Oubliées les sensations de faim, de sommeil, de désir, les envies futiles, les coups de gueule frénétiques, et tous ces impératifs du moi quotidien. Place à « l’élu ». Ce petit être, incroyablement issu d’une illustre partie de jambes en l’air, complètement « home made », passant extraordinairement du statut de la nano cellule à celle de petit jambonneau qui se tortille sur la table à langer. Heureusement que l’on a environ 9 mois pour s’habituer à cette nouvelle tonitruante X-Filesque « You are not alone …. ». La nature étant bien faite, la grossesse nous prépare à cette idée saugrenue, faisant de nous au fil des mois, un éléphant dans un magasin de porcelaines, qui prend 10 kilos, une taille de chaussure, bave au rayon layette et puéricultrice, avale des bouquins de pédo psychiatrie, s’effrayant devant le terrifiant « Tout se joue avant 2 ans », et accessoirement, se sevrant ! Finies les cigarettes bleutées qui pendaient à nos lèvres goguenardes du petit matin, les ballons de vins rouge dégustés, hilare, avec les copines, les stilletos qui martèlent le dance floor.

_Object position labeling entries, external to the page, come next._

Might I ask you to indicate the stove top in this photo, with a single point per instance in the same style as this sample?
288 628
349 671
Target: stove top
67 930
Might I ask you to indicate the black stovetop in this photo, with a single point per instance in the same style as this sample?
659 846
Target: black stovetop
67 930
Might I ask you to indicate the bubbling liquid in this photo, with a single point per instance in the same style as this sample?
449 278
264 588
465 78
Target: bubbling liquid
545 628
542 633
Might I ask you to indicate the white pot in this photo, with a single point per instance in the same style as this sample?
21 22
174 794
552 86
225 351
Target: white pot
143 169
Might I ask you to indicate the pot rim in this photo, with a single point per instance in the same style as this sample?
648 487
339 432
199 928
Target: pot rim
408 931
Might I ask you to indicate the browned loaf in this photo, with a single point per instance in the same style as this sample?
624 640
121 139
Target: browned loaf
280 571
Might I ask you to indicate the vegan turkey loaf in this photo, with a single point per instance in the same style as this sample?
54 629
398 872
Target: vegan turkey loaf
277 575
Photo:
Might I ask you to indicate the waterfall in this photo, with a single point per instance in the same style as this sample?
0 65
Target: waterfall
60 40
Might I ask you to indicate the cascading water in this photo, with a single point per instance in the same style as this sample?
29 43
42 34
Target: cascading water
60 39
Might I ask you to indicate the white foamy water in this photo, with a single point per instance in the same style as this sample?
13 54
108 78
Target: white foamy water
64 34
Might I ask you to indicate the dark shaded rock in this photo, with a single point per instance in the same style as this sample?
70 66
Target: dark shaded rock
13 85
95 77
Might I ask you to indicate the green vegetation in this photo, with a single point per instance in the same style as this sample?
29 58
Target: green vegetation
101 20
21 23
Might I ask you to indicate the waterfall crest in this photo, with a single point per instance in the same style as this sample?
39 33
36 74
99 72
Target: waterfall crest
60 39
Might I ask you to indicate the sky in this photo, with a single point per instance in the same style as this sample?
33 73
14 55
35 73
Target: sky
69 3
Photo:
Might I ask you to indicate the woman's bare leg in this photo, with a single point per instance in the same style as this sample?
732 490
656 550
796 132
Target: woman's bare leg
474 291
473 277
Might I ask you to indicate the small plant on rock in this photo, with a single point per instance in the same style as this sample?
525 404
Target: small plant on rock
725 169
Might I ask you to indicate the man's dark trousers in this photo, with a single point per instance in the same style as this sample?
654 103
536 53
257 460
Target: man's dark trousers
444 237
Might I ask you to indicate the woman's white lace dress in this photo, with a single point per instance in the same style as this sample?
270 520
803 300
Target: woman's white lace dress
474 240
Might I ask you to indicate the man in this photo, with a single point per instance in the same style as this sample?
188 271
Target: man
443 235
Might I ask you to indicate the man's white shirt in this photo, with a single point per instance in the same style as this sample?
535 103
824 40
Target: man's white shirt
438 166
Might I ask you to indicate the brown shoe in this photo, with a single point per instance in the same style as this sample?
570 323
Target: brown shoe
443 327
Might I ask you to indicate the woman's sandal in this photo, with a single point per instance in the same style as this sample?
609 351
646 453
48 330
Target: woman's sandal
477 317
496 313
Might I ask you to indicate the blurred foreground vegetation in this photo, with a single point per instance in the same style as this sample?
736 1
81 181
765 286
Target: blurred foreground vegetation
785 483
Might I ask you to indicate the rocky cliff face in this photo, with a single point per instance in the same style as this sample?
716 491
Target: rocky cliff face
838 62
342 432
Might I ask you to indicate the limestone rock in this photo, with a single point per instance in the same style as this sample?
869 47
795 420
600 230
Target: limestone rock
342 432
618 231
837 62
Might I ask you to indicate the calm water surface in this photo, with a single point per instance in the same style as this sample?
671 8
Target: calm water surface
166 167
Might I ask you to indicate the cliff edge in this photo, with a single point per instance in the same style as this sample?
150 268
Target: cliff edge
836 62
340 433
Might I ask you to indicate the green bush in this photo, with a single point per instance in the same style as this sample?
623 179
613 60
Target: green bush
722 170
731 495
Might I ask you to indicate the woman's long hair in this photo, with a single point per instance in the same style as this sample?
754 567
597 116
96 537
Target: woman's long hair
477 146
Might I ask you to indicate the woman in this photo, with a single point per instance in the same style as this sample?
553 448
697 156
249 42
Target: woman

Le corps se met en mode détox, la future maman fait son nid, son ventre dodelinant lui rappelant son nouveau dessein.

Et puis, un jour, quand ca commence à trop peser (le bidon, les vergetures et la vessie qu’il faut vider chaque heure), bébé pointe son nez. Césarienne ou accouchement naturel, on se souvient de ce grand jour, et de la madeleine pleureuse que nous fûmes face à la vue de l’ «élu ». Y a-t-il un instinct maternel ? Ou sommes nous simplement conditionnées par l’éducation, par la société,  préparées à aimer plus que nous-mêmes ce petit bout de soi ? Quoiqu’il en soit, l’être auto-centré que nous étions, devient alors un mammifère primitif qui automatiquement, et sans transitions, met tout en œuvre pour satisfaire les besoins de son rejeton.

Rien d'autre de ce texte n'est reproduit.